Mayor Announces $3.4 Million in Service Cuts To Help Offset Budget Shortfall

Monday December 1, 2008

Libraries, parks, paving, Neighborhoods and Brightside impacted

Mayor Jerry Abramson today announced additional spending reductions that include closing libraries and community centers one day a week and eliminating all street paving through June 30, 2009, to help close a $20 million budget hole.

The reductions across city government departments will save an additional $3.4 million for the remaining seven months of the fiscal year. Most of the cuts are effective Dec. 14 to maximize the cost savings.

“I know these cuts are painful – and I am pained to make them,” Abramson said. “We are in very difficult economic times that require difficult decisions.”

The cuts, and their savings, are:

  • Eliminating street and road paving, $1.43 million
  • Closing libraries on Sundays, $165,0000
  • Closing community centers one day a week, on Mondays, $105,000
  • Closing at the Mary T. Meagher pool one day a week, on Sundays, $27,000
  • Closing Otter Creek Park in nearby Meade County on January 1, $180,000 (See FAQ)
  • Reducing grants to arts group by 50 percent, $511,000
  • Reducing funding to Waterfront Park and the Belle of Louisville, $92,000
  • Reducing grants to economic development agencies, including Greater Louisville Inc., Greater Louisville Sports Commission and area business groups, $270,000.
  • Eliminating funding for the Starfish swimming program, $90,000

(Jefferson County Public Schools leadership plans to recommend ending Starfish due to budget constraints.)

Abramson also announced more than $527,000 in spending cuts in programs in the Neighborhoods Department, more than 11 percent of the agency’s budget.
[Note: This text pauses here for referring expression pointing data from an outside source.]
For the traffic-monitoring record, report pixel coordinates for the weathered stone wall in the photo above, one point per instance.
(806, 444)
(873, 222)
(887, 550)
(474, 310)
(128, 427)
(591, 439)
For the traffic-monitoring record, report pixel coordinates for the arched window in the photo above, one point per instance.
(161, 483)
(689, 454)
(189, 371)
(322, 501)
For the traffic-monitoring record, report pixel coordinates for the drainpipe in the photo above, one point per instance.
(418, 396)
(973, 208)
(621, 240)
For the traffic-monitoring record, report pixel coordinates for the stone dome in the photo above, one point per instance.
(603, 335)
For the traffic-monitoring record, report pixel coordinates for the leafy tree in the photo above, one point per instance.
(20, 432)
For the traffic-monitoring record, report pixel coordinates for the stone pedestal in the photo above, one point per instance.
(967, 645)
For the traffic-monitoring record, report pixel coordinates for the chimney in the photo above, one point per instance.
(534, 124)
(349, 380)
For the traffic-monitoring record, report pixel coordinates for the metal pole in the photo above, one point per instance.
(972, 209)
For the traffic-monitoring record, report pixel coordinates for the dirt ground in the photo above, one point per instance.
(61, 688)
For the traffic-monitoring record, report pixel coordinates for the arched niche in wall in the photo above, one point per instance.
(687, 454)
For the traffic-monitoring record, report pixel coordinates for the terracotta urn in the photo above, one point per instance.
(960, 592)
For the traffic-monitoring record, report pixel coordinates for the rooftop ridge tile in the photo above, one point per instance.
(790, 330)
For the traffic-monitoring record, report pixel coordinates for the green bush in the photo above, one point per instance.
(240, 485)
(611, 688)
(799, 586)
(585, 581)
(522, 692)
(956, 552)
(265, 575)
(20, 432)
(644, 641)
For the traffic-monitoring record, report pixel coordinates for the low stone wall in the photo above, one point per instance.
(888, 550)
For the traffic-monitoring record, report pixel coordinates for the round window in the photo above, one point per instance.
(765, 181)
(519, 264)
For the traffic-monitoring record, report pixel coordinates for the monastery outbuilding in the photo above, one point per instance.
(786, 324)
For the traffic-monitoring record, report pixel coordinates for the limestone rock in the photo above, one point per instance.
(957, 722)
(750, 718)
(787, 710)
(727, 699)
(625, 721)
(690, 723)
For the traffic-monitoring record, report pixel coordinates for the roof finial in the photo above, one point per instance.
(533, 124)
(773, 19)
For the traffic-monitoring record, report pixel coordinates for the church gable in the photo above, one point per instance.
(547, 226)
Services impacted by the cuts will include Brightside, the city beautification program; Studio 2000, a youth arts program; and the city’s annual New Year’s Eve celebration.

Today’s reductions follow other spending restrictions announced two weeks ago to manage a $20 million revenue shortfall, the result of a global economic downturn that’s now hitting Louisville. The measures include furloughing non-essential employees for three days; restricting hiring, travel and discretionary spending; and a 10-percent pay cut for the Mayor and his department directors.

Abramson is continuing to talk with union leaders about personnel savings options, including rolling back the 2-percent annual raises for employees effective Jan. 1, 2009. The raise rollback option for all city employees, both union and non-union, would save about $2.6 million over six months. That’s equivalent to the salaries and benefits of about 100 employees for six months.

More reductions will have to be made to meet the budget shortfall, Abramson said, but he will not cut funding to social services agencies, such as community ministry groups, that are helping more people in need during tough economic times.

“Every agency in every area of city government will be affected,” Abramson said. “Working together, we can manage through this tough time.”